Named Gefion, after the Norse goddess of ploughing and abundance, and built by Atos Group subsidiary Eviden, it will be based on the Nvidia DGX SuperPod architecture. Gefion will feature over 1,500 of Nvidia’s H100 Tensor Core GPUs and deliver six exaflops of FP8 AI performance. Furthermore, it will connect to the Nvidia Cuda Quantum open-source software platform, which allows for simulations on hybrid quantum-classical computers.
The supercomputer will belong to the “Danish Center for AI Innovation,” and be hosted by a Digital Realty data centre, which uses 100% renewable energy. Novo Nordisk, the maker of diabetes-turned-weight-loss drug Ozempic/Wegovy, is investing around €80mn in the project. The Export and Investment Fund of Denmark is also contributing around €8mn.
“Groundbreaking scientific discoveries are based on data, and AI has now provided us with an unprecedented opportunity to accelerate research within, for example, human, and planetary health,” said Mads Krogsgaard Thomsen, CEO of the Novo Nordisk Foundation in a statement.

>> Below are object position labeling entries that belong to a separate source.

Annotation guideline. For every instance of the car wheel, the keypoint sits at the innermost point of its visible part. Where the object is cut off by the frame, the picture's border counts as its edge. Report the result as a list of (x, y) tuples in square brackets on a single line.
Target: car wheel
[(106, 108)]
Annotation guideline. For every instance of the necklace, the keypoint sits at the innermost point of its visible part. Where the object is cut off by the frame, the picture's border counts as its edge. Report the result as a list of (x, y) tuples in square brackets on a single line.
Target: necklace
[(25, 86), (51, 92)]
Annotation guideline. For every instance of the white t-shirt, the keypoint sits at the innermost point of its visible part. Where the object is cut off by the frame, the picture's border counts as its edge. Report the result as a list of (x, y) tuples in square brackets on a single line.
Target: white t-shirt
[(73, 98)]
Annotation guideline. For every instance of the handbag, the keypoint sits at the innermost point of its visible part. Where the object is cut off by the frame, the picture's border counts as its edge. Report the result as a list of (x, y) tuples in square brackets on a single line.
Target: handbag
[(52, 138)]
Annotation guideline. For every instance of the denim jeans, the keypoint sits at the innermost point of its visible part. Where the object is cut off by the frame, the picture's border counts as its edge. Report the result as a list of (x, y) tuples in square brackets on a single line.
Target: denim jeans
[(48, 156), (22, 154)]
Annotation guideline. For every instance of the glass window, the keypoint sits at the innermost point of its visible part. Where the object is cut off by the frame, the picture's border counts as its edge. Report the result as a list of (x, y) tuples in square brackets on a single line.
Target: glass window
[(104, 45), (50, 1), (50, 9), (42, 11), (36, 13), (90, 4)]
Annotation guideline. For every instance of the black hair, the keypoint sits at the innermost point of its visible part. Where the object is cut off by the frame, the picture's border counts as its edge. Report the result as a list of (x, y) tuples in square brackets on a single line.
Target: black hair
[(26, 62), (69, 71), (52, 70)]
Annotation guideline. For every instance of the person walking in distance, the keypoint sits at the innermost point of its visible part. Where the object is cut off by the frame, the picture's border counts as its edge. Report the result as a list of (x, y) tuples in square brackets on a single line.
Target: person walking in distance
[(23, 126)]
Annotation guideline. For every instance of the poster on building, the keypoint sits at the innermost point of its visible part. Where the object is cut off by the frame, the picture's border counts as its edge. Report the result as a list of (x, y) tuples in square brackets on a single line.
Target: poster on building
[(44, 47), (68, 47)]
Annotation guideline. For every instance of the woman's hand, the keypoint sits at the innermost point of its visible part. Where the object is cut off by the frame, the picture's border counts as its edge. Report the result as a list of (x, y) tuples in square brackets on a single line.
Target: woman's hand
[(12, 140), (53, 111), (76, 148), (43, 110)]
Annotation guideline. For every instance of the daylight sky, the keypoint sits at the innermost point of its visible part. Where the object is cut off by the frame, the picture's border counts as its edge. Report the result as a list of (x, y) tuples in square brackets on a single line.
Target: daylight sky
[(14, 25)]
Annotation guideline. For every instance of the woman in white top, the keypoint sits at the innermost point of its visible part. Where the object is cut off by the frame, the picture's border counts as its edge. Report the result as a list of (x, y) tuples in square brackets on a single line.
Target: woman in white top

Clarifying the partnership agreement in a press briefing, Kimberly Powell, VP of healthcare at Nvidia, said “In our collaboration agreement, we’ll be taking all of this generative AI and bring it over to their sovereign AI infrastructure so that [Denmark] can really push into advancing medicine, quantum computing, and social sciences.”
The geopolitics of AI
Meanwhile, AI and the supercomputers that power its training is no longer the domain of a few select researchers. As the technology becomes ever more ubiquitous, the compute needed to train larger and larger AI models or run sophisticated simulations increases.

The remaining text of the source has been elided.